Meeuwse read everything she could find on the subject (which was slim; “there wasn’t much out there,” she notes). So she developed her own methodologies, which she shares with global followers of her blog, iTeachWithiPads, and at education conferences as an Apple Ambassador. “I’ve always been an early adopter,” says Meeuwse, adding the disclaimer that when she was in school, new technology meant an electric typewriter. “I’ve found that you have to be more than an enthusiastic user, you have to be an innovator. You have to understand the way kids learn, then take the new technology and put the two together. We aren’t at the cutting edge, we’re at the bleeding edge,” she says.

In doing so, she has found that the iPad is much more than a device for consuming information; it allows her to create her own teaching tools, such as the books she writes customized to students’ reading needs. “I’m able to immerse them in literacy at their individual emergent levels,” she says. Content creation works both ways in Meeuwse’s class. No boring worksheets here. Instead, after a math lesson, Meeuwse challenges students to create something to “show me you know how to do subtraction,” she explains. “They come up with things I would never dream of!” One child created an eight-page subtraction book, complete with stickers and word problems. “By giving students the freedom to make a choice, they buy into it; they become engaged, and that’s when learning happens,” she adds. After her first year using 1:1 learning with iPads, 100 percent of Meeuwse’s students entered first grade above reading level—a first after more than two decades of teaching.
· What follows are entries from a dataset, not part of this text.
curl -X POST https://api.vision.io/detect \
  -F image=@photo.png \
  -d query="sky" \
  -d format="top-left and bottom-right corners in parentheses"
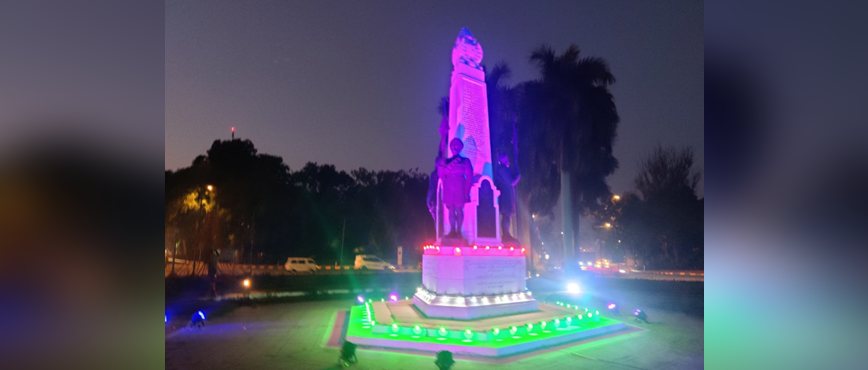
top-left (166, 0), bottom-right (703, 197)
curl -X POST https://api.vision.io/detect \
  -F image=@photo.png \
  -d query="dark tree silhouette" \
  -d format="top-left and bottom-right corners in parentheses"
top-left (165, 139), bottom-right (431, 267)
top-left (515, 45), bottom-right (620, 259)
top-left (618, 145), bottom-right (703, 269)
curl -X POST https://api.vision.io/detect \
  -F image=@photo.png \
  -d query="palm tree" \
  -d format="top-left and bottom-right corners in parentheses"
top-left (518, 44), bottom-right (620, 261)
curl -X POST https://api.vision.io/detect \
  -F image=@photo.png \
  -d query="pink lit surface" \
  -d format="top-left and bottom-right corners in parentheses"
top-left (423, 245), bottom-right (524, 257)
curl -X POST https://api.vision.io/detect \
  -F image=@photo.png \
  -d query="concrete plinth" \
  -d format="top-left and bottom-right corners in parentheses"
top-left (418, 253), bottom-right (537, 319)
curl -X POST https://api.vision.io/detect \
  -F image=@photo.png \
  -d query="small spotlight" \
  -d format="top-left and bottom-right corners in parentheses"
top-left (357, 296), bottom-right (365, 304)
top-left (566, 283), bottom-right (580, 294)
top-left (435, 350), bottom-right (455, 370)
top-left (607, 303), bottom-right (620, 315)
top-left (390, 294), bottom-right (398, 302)
top-left (340, 341), bottom-right (358, 365)
top-left (165, 314), bottom-right (168, 324)
top-left (191, 311), bottom-right (206, 328)
top-left (634, 309), bottom-right (648, 323)
top-left (242, 278), bottom-right (250, 288)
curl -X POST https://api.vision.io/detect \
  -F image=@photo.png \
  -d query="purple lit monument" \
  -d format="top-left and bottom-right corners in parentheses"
top-left (436, 27), bottom-right (500, 245)
top-left (343, 29), bottom-right (627, 357)
top-left (415, 28), bottom-right (537, 320)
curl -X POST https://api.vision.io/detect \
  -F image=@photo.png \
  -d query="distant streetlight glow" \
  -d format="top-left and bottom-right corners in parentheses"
top-left (206, 185), bottom-right (214, 192)
top-left (604, 223), bottom-right (612, 228)
top-left (612, 194), bottom-right (620, 201)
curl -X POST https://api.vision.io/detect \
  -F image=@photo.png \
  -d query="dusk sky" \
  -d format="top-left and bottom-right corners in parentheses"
top-left (166, 0), bottom-right (703, 197)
Personalized learning and more interactive choice in the classroom is the wave of the future, agree Meeuwse and CCSD leadership, and collaborative learning and global citizenship will become more and more important. Meeuwse’s class uses a Twitter account (each day one lucky supervised kid gets to be “Chief Twitter Officer”) to follow what other students are doing and learning around the world. “It opens up our classroom walls,” she says. “Technology is shifting our whole approach to education,” says CCSD superintendent Dr. Nancy McGinley, who foresees that compulsory public education and mandatory “seat time” from kindergarten to grade 12 may be replaced by individualized learning contracts by 2040.
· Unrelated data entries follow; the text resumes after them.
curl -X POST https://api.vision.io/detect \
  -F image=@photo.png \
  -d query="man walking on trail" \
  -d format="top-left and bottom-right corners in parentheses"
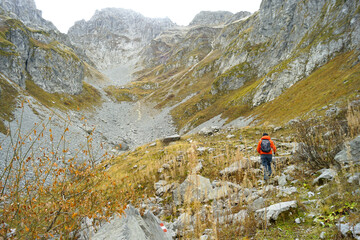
top-left (257, 133), bottom-right (277, 180)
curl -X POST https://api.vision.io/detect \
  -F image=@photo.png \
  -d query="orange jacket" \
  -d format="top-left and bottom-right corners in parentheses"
top-left (257, 136), bottom-right (276, 155)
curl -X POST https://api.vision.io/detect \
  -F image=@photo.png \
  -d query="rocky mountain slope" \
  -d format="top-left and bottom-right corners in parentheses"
top-left (68, 8), bottom-right (176, 70)
top-left (0, 16), bottom-right (84, 95)
top-left (119, 0), bottom-right (360, 133)
top-left (0, 0), bottom-right (57, 31)
top-left (189, 11), bottom-right (246, 26)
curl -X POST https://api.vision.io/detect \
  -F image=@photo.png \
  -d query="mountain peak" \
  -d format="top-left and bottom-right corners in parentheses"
top-left (0, 0), bottom-right (57, 31)
top-left (189, 10), bottom-right (234, 26)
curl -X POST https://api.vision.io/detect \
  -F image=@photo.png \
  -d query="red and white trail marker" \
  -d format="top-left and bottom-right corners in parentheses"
top-left (160, 223), bottom-right (167, 232)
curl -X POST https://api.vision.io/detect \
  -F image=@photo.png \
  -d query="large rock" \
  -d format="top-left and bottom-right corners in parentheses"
top-left (313, 169), bottom-right (337, 185)
top-left (256, 200), bottom-right (298, 222)
top-left (220, 159), bottom-right (254, 176)
top-left (169, 212), bottom-right (194, 232)
top-left (154, 180), bottom-right (173, 196)
top-left (216, 210), bottom-right (248, 225)
top-left (162, 134), bottom-right (181, 144)
top-left (278, 175), bottom-right (287, 187)
top-left (91, 205), bottom-right (173, 240)
top-left (249, 197), bottom-right (265, 211)
top-left (198, 126), bottom-right (220, 136)
top-left (276, 187), bottom-right (298, 197)
top-left (337, 222), bottom-right (360, 240)
top-left (173, 175), bottom-right (214, 205)
top-left (212, 180), bottom-right (241, 199)
top-left (335, 135), bottom-right (360, 166)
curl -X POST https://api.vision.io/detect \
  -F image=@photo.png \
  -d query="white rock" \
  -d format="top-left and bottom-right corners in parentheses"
top-left (278, 175), bottom-right (287, 187)
top-left (91, 205), bottom-right (173, 240)
top-left (173, 175), bottom-right (214, 205)
top-left (256, 200), bottom-right (298, 222)
top-left (307, 191), bottom-right (315, 198)
top-left (249, 197), bottom-right (265, 211)
top-left (277, 187), bottom-right (297, 197)
top-left (226, 134), bottom-right (236, 139)
top-left (192, 161), bottom-right (203, 174)
top-left (347, 173), bottom-right (360, 184)
top-left (162, 163), bottom-right (171, 170)
top-left (313, 169), bottom-right (337, 185)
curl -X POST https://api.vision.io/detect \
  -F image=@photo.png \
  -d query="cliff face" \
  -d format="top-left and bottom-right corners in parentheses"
top-left (0, 0), bottom-right (57, 31)
top-left (0, 17), bottom-right (84, 94)
top-left (213, 0), bottom-right (360, 106)
top-left (189, 11), bottom-right (234, 26)
top-left (0, 0), bottom-right (90, 94)
top-left (68, 8), bottom-right (176, 70)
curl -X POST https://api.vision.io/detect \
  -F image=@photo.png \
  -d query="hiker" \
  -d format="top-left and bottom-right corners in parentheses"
top-left (257, 133), bottom-right (277, 180)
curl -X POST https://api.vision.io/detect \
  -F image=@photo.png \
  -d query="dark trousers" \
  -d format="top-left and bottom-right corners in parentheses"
top-left (261, 154), bottom-right (273, 180)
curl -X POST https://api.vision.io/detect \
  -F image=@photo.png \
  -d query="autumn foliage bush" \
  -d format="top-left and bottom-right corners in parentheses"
top-left (294, 103), bottom-right (359, 169)
top-left (0, 106), bottom-right (126, 239)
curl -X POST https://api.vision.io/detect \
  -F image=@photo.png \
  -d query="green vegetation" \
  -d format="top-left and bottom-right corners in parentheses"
top-left (0, 76), bottom-right (19, 134)
top-left (25, 79), bottom-right (102, 111)
top-left (104, 86), bottom-right (139, 102)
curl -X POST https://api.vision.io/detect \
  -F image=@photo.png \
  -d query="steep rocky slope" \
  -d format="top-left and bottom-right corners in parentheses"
top-left (0, 16), bottom-right (84, 94)
top-left (68, 8), bottom-right (176, 70)
top-left (0, 0), bottom-right (57, 31)
top-left (126, 0), bottom-right (360, 132)
top-left (215, 0), bottom-right (360, 106)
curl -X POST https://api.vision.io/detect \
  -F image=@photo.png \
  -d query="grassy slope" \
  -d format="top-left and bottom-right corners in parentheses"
top-left (254, 50), bottom-right (360, 124)
top-left (169, 48), bottom-right (360, 130)
top-left (25, 79), bottom-right (102, 111)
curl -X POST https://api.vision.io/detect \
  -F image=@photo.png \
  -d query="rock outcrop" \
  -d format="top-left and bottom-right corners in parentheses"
top-left (173, 174), bottom-right (214, 205)
top-left (0, 0), bottom-right (57, 31)
top-left (68, 8), bottom-right (176, 70)
top-left (213, 0), bottom-right (360, 106)
top-left (89, 205), bottom-right (173, 240)
top-left (335, 135), bottom-right (360, 166)
top-left (189, 11), bottom-right (234, 26)
top-left (255, 200), bottom-right (298, 222)
top-left (0, 17), bottom-right (84, 94)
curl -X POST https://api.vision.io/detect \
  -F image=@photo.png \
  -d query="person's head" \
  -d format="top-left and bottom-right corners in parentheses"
top-left (263, 133), bottom-right (269, 136)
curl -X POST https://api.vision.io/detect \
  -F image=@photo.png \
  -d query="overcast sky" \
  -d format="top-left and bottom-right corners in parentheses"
top-left (34, 0), bottom-right (262, 33)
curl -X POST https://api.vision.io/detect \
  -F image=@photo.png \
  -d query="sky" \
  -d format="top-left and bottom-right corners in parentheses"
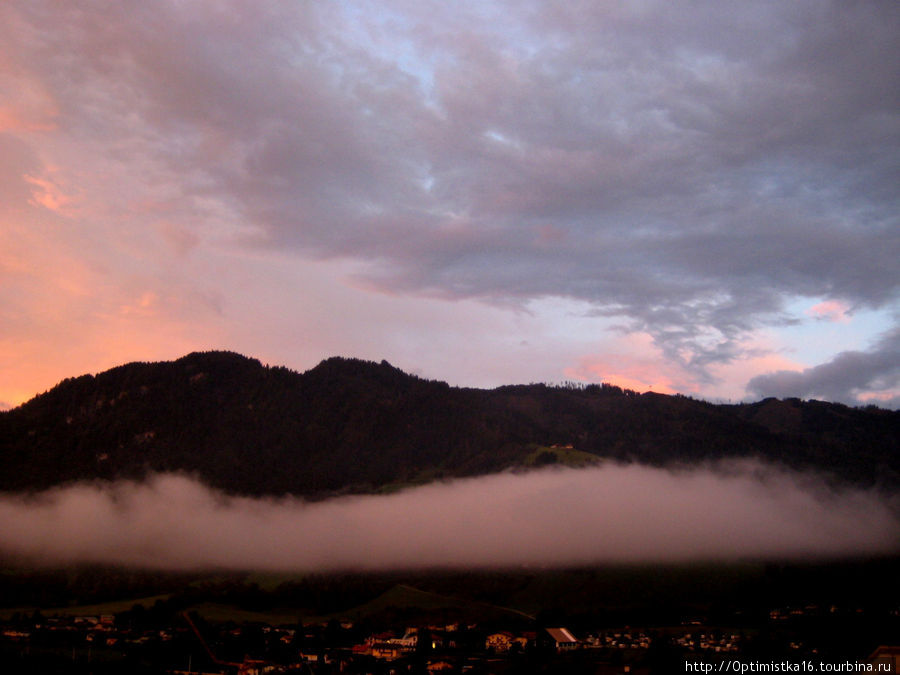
top-left (1, 0), bottom-right (898, 410)
top-left (2, 463), bottom-right (898, 570)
“Meeuwse is a superstar in the teaching world,” says McGinley, who was blown away when she observed how engaged students were in her classroom. But even so, McGinley is quick to point out that iPads are not what makes Meeuwse exceptional. “You can take all the technology out there, put it in the classroom, and still not have transformational learning,” she says. “It takes teachers like Kristi who understand how to balance technology with the critical human elements that I believe will always be central to good teaching and learning—giving children encouragement, acknowledgement, inspiration. It’s incredible what children will be motivated to do for teachers they trust.”